While focus has centred on Australia’s iron ore, coal and liquefied natural gas exports to China – the three biggest goods exports making up 46 per cent of the two countries’ A$251 billion two-way trade – the international student sector is Australia’s biggest service export, with Chinese students making up a third.

While many students from India and Nepal – the second biggest student groups after China – have abandoned their courses in Australia since the borders closed, many Chinese students have chosen to study online.

This has helped to slow the bleeding in fee revenue for universities, according to Phil Honeywood, the chief executive of Australian international student advocacy group, International Education Association of Australia (IEAA).

“The Chinese student appetite for online studying has been surprisingly good,” he said.

But it looks unlikely that the numbers of students will bounce back quickly, according to John Shields, international academic director at the University of Sydney Business School.

“I can’t see [students returning] in the immediate future, by which I mean in the next six months, whether it’s going to be possible for international students who are currently offshore to come into Australia to study on campus, I cannot see that happening this year,” he said.

Pilot programmes to bring students back to Australia will only be a psychological band-aid and will not “adjust the problem” as a whole, he added.

Hurley said the sector will continue to erode as long as the rate of return and renewal of students continues to slow, with the reduced number of students studying online set to not be enough to replace students finishing their courses.

Between July and November 2020, around 17,000 new students enrolled from overseas, while during the same period in 2019, there were around 115,000 enrolments, Hurley said.

Dripping students into the country at a few hundred over several weeks with return programmes will also not help, he added.

“Between March 2020 and March 2021, the number of international student visa holders dropped by about 140,000. This suggests about 70,000 new international students need to enter Australia every six months simply to stop enrolments falling further,” Hurley said. “It is far from clear this will happen.”

Vivian Fan, director of Sydney-based international education consultant Golden Education, said even if borders were opened to Chinese students, they are afraid of the current outbreak with the daily number of cases hitting a record of over 1,200 last week in Sydney.

And Fan said it is likely to take around three to five years before Chinese student numbers return to pre-pandemic levels.

But student accommodation provider Wee Hur, which has properties across major Australian cities albeit with lower occupancy numbers, remains optimistic.

While current students now probably are looking for alternative destinations, by the time borders are open in Australia there will be a new bunch of international students sprouting up
Goh Wee Ping

“While current students now probably are looking for alternative destinations, by the time borders are open in Australia there will be a new bunch of international students sprouting up,” chief executive Goh Wee Ping said.

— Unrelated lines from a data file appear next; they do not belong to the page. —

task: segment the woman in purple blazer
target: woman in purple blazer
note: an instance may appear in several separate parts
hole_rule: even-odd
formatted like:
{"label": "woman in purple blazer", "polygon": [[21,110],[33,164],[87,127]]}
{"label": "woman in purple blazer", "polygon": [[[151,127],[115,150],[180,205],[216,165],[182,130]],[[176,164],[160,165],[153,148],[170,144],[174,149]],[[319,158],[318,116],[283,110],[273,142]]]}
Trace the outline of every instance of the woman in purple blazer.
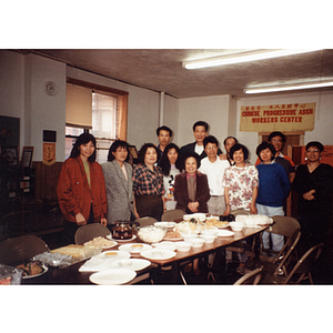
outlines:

“My big thesis is that these would-be students are unlikely to have been impacted by the actions, or inaction, of the Australian government in terms of where to go.

“The fundamentals of why students like Australia in the first place have never changed.”

IEAA chief executive Honeywood said the sector is working towards convincing the federal government to incentivise students to return by sweetening the deal on their visas with increased migration points or allowing students to count their online study time in Australia as a credit when they apply to migrate.

“There is no doubt the federal government understands the importance of the international education sector to the economy and soft diplomacy going forward and certainly they also have pressure from businesses who want international students,” he said. “I think it’s definitely changed.”